I began the workshop with a brief overview of the global drone ecosystem and Cisco’s drone strategy. People often wonder why Cisco is interested in drones. If drones are to become commercially viable, they will need to be networked and able to communicate with each other, with the cloud, and with ground controllers. The data they collect from sensors or cameras will need to be processed locally for intelligent real-time decisions, at the edge of the network while the drone is flying. In order to alleviate the challenges of limited bandwidth to the cloud or response time in getting computed results back in time, the next best processing place for colossal amounts of drone data would be on the ground station Fog Computing nodes. Resulting outcomes from data processing performed on Drone as well as Fog along with the raw data can later be transmitted to the cloud for further analysis. Cisco is a leader in all of these infrastructural capabilities, and we wanted the group to start thinking about the many ways we can leverage these core strengths into innovative new drone applications.
Then the real fun began, with the DIY part of the workshop. We invited two coaches to lead the hands-on activities: Nico Darrow is a drone enthusiast and Cisco sales engineer based in Atlanta, and Greg Friesmuth is co-founder and Chief Technology Officer of Dronesmith, a drone startup based in Las Vegas.
Nico and Greg led 6 teams of 10 people in building their own drones from scratch using Dronesmith Luci hardware. After about two hours people were ready to go outside to try out their DIY drones – and of course, since innovation is an iterative process, we witnessed some massive mishaps. The teams took to heart the innovation maxim of “fail fast, learn, and move on.” They went back inside, modified their drones, and went back out to try again. And sure enough, we had some successful flights by the end of the day—to enthusiastic cheers.
The following day, employees also had the opportunity to hear perspectives from three Indian drone startups – NavStik Labs, Aarav Unmanned Systems, and Skylark Drones.
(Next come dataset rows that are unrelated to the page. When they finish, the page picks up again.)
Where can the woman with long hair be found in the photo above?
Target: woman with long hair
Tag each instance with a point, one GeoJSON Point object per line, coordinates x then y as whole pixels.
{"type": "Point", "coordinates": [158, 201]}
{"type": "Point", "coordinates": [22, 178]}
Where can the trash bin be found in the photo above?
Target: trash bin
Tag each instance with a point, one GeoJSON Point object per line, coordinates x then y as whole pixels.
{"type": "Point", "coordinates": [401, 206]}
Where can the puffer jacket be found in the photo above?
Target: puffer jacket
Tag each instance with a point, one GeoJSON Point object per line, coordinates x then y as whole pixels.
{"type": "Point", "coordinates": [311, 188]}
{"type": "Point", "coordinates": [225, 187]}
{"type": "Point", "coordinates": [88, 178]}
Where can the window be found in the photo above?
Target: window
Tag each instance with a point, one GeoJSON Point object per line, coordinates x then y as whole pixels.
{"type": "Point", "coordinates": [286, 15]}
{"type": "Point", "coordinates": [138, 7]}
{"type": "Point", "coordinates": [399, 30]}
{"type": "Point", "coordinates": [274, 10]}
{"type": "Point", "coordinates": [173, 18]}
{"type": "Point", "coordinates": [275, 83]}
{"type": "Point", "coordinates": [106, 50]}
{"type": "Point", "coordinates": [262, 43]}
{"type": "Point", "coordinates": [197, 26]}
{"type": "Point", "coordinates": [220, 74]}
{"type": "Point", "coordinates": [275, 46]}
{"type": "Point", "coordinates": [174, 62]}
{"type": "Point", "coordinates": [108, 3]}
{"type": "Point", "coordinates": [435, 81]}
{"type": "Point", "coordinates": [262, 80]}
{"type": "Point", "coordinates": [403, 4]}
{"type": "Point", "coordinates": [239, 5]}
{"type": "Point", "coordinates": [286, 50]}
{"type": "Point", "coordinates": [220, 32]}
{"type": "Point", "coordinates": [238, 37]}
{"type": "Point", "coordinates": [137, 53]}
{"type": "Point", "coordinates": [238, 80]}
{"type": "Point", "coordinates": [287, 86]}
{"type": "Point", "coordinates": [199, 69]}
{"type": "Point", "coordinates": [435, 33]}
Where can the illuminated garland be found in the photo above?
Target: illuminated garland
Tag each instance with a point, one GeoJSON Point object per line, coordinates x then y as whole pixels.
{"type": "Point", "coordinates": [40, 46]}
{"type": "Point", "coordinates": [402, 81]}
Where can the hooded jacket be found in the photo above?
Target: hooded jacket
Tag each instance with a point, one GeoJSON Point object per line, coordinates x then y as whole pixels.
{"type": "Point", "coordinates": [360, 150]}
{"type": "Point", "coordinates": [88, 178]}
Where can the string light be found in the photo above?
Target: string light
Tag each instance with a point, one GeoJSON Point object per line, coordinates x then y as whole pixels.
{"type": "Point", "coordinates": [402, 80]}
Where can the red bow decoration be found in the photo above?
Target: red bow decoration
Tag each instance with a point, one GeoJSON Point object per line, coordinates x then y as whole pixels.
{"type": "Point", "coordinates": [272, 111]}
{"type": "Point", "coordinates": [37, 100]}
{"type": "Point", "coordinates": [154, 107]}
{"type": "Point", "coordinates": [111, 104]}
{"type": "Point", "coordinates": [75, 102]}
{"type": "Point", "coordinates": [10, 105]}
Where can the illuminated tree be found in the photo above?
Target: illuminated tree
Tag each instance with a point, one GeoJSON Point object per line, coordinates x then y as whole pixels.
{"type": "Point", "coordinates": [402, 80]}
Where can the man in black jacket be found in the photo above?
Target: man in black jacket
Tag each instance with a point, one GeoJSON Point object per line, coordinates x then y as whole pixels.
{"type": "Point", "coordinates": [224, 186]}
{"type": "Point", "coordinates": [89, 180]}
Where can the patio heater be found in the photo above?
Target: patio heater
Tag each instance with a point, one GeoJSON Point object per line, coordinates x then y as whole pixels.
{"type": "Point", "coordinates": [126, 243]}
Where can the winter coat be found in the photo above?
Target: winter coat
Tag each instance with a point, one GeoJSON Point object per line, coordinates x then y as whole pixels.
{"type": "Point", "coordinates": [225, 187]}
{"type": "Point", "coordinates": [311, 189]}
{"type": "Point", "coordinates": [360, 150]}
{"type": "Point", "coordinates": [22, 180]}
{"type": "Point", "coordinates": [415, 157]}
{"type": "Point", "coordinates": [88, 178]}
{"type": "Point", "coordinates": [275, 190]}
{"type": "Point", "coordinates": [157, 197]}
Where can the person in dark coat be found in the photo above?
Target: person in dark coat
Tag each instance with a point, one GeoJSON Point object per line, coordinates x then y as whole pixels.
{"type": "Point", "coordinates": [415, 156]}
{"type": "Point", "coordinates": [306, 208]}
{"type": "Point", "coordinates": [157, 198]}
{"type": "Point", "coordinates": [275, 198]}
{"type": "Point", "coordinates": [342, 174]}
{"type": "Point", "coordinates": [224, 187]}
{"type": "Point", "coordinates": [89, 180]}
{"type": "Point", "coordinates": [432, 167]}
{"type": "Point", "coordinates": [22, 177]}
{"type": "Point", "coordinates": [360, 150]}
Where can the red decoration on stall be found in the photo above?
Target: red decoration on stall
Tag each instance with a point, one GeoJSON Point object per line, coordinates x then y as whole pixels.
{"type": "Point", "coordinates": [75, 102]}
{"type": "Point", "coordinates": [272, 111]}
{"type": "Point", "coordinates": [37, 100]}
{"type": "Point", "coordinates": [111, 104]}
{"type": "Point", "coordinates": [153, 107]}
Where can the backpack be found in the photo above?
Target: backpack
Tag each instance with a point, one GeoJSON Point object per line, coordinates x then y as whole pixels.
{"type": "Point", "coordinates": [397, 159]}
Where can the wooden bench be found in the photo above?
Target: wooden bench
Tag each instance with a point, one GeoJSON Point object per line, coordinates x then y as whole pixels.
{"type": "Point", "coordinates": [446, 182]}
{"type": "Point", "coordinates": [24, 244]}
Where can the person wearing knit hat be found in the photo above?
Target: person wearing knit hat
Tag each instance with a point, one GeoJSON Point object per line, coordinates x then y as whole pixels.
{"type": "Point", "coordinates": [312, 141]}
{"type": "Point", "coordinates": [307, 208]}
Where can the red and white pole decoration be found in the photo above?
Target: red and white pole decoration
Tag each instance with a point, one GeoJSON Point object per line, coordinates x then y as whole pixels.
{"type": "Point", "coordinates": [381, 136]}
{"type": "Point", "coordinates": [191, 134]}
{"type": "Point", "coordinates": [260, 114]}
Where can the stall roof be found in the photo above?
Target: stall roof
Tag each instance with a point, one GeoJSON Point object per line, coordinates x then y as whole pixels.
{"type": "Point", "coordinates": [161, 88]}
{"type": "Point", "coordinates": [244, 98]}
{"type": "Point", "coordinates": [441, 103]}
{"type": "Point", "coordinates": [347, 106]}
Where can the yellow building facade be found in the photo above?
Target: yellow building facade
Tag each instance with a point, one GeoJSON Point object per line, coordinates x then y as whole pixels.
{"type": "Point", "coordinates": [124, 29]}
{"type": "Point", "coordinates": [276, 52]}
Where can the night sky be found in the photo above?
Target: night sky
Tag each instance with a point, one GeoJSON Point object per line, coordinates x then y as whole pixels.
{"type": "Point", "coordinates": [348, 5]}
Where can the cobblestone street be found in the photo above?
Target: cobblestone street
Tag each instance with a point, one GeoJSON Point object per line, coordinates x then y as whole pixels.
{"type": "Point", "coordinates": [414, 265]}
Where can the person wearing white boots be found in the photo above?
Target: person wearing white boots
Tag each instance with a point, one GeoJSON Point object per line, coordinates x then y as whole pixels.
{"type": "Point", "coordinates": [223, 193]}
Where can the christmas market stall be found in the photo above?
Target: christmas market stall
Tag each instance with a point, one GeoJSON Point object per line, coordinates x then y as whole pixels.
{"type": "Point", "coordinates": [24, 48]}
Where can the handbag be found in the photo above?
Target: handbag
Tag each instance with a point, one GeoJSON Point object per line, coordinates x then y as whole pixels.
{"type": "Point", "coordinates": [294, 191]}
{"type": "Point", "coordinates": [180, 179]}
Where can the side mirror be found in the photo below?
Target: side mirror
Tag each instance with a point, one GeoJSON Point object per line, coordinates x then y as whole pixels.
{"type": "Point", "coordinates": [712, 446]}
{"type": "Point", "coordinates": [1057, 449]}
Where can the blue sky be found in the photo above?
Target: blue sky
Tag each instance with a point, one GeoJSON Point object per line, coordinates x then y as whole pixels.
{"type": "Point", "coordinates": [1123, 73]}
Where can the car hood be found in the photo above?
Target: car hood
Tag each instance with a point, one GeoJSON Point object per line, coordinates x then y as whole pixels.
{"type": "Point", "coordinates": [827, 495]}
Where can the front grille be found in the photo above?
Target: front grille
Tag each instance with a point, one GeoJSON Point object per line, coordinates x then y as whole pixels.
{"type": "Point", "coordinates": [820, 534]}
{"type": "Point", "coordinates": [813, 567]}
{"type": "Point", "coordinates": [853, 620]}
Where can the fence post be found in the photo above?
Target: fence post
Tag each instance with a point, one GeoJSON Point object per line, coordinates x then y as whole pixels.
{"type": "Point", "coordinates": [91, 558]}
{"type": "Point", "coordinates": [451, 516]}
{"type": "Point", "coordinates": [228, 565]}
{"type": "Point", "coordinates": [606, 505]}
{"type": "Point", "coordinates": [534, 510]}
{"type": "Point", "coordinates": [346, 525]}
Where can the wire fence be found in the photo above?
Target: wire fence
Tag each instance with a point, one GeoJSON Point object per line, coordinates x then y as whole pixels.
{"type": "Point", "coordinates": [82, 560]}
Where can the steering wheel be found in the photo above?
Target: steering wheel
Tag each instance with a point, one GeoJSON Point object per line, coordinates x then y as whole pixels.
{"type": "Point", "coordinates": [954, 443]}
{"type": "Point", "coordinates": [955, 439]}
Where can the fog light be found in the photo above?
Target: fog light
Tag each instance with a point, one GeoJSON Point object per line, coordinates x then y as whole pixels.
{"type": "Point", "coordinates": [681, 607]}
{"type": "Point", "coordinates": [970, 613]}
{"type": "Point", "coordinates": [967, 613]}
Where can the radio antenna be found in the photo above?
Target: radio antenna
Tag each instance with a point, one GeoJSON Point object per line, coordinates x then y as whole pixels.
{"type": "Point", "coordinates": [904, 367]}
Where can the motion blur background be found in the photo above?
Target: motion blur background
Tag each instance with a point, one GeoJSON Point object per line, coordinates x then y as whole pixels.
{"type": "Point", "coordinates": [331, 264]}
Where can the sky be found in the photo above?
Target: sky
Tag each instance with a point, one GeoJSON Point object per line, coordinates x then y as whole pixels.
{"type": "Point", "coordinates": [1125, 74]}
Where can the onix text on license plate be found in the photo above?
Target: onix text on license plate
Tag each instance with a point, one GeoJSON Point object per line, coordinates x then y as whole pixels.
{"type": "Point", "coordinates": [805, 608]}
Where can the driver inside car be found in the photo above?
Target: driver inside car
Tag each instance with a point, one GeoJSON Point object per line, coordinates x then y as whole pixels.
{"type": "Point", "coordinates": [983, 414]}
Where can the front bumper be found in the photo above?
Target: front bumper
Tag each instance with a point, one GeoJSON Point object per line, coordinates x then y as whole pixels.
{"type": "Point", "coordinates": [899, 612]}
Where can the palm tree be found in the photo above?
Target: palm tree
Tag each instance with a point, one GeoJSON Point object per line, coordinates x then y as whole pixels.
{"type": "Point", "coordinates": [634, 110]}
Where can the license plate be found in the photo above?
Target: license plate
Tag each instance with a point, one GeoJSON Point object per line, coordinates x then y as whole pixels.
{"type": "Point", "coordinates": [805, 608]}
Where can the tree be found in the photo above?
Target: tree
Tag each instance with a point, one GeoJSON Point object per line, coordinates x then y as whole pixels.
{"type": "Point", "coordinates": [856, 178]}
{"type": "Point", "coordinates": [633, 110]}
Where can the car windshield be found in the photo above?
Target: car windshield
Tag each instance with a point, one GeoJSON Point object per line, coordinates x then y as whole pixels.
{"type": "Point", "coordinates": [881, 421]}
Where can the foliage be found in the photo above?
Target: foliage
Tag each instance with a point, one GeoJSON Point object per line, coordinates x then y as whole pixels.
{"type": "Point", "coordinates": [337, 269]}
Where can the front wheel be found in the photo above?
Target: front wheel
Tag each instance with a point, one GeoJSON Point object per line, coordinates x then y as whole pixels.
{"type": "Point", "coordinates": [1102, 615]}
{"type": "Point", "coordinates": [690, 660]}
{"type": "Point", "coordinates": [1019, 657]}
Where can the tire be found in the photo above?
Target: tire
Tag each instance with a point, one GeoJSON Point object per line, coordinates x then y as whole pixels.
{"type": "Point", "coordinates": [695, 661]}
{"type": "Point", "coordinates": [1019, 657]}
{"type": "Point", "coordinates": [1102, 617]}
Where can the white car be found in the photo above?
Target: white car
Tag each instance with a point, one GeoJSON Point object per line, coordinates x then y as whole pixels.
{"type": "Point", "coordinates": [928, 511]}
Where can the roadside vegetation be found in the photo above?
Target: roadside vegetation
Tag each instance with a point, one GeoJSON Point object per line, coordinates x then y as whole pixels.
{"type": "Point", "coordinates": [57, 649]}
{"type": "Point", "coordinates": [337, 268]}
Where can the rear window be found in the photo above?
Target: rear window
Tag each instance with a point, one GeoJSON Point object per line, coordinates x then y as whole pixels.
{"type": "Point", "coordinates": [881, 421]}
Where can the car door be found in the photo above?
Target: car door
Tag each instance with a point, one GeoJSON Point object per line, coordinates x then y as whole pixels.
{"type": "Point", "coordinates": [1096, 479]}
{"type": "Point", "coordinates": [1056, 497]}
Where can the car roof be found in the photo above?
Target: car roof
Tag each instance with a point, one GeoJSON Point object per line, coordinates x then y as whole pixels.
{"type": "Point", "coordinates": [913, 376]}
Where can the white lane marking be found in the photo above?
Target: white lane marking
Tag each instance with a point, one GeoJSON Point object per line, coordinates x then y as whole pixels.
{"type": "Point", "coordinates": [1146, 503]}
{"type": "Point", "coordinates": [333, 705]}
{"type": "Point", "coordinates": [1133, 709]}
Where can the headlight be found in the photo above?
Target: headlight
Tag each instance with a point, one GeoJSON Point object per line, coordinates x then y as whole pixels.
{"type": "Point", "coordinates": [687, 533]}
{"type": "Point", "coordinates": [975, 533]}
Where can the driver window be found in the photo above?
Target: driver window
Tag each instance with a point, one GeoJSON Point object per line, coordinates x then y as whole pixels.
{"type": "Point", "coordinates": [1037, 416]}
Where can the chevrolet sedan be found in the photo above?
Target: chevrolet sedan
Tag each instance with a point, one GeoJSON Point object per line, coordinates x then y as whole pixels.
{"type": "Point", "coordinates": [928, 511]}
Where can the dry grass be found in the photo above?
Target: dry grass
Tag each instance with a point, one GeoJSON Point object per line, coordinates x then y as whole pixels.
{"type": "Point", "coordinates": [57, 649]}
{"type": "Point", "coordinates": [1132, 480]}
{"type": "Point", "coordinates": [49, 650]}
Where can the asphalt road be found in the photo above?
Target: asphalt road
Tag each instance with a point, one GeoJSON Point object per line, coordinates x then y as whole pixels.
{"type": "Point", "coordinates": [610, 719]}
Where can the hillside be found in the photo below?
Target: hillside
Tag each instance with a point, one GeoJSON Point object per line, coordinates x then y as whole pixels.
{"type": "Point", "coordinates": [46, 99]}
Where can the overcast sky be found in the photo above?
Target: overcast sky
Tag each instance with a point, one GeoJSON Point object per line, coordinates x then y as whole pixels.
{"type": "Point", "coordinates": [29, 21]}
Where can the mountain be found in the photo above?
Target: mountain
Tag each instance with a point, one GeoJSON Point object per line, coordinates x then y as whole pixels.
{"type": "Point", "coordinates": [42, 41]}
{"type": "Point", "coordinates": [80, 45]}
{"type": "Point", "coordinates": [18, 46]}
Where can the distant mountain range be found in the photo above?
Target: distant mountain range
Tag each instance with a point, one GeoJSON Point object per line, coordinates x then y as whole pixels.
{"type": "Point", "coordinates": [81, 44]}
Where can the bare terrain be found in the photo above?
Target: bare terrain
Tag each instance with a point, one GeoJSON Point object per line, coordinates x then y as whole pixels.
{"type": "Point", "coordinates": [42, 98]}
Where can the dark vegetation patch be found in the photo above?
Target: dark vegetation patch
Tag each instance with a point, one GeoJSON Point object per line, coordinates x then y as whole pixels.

We are always talking to startups, looking for ways to collaborate to bring new ideas to market and support an ecosystem of disruptive technologies.
Nico and Greg also treated the entire Bangalore office to a demonstration of expert drone flying during lunch hour. And in the spirit of true innovation, when it started drizzling, the team simply wrapped a piece of plastic around the electronics and continued flying.
The Drone Stars workshop demonstrated that innovation is alive and well at Cisco. By giving employees the opportunity to build their own drones, troubleshoot challenges, and experience the exhilaration of success, we helped create a taste for innovation that could last a lifetime. And who knows where that could lead?